Posted by: William Wheeler | February 07, 2011 at 04:15 PM
Thanks for commenting William. My point wasn't to say that you don't need imagination to create the metrics - as you pointed out we probably need that more than ever.
What I was referring to is that without metrics - people will substitute their imagination on what their performance level is (good and bad.) Without the metric it creates a situation where I can "believe" anything I want. Managers need to be sure they have identified the appropriate behavior-based metric in order to eliminate employees using their imagination relating to their performance. But you're spot on that we need to have imagination in order to create the metric - I'm with you on that one!

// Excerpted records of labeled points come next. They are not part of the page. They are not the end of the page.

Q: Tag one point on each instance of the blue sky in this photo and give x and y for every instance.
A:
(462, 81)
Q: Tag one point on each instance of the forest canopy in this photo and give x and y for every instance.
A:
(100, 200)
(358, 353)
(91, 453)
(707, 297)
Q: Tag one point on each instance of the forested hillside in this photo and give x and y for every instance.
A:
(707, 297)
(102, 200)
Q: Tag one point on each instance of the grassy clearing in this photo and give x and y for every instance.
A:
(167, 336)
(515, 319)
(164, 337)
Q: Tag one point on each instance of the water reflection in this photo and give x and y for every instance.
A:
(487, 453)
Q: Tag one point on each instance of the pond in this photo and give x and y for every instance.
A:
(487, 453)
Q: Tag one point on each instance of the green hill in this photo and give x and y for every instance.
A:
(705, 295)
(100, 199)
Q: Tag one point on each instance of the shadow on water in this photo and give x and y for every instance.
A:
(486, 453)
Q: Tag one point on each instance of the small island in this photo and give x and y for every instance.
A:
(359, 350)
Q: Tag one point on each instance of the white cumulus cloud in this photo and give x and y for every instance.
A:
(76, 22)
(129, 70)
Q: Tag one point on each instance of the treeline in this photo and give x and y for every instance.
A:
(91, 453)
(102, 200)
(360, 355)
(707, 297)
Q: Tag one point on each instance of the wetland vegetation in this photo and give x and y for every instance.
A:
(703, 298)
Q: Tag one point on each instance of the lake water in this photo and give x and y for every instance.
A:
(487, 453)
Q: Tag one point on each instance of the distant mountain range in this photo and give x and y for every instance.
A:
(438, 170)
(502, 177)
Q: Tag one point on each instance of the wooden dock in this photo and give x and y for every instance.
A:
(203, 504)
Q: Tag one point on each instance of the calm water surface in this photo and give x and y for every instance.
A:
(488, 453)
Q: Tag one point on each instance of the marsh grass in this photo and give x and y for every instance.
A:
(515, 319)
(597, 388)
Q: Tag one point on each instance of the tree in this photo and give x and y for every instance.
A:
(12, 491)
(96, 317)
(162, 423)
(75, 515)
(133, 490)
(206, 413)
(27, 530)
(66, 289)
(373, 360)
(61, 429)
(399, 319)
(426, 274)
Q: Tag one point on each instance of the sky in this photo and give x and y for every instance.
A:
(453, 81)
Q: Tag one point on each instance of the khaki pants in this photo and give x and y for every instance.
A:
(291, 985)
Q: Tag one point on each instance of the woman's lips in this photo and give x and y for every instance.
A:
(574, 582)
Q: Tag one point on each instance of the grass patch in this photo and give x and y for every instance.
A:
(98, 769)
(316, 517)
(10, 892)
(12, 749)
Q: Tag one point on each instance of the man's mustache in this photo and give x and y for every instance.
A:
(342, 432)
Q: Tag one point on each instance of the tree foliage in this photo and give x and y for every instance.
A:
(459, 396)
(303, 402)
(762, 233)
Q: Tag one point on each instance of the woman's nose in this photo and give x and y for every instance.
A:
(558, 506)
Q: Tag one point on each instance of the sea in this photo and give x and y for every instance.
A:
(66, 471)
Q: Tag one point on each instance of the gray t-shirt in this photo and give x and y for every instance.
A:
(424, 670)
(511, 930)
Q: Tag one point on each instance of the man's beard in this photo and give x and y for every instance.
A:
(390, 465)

Posted by: Paul Hebert | February 07, 2011 at 04:29 PM
Even in a very measurable sales environment, the technique of rewarding the activity that will generate the sales instead of the sale itself is proving to be refreshing and rewarding in my small office. I recently switched to a bonus based on quotes given instead of sales written and am starting to see some increased motivation in my sales team. I'm pretty fresh into this new plan, and have yet to see if the outcome will be a total increase in production, but am excited about the boost in moral for my team. Using imagination when looking at the metrics is a definitely a good thing
Posted by: Jenn W | February 13, 2011 at 07:11 PM
Let me know how it ends up at the close of business for the year. Would love to see if you have an overall increase in sales/profits AND moral. The trifecta!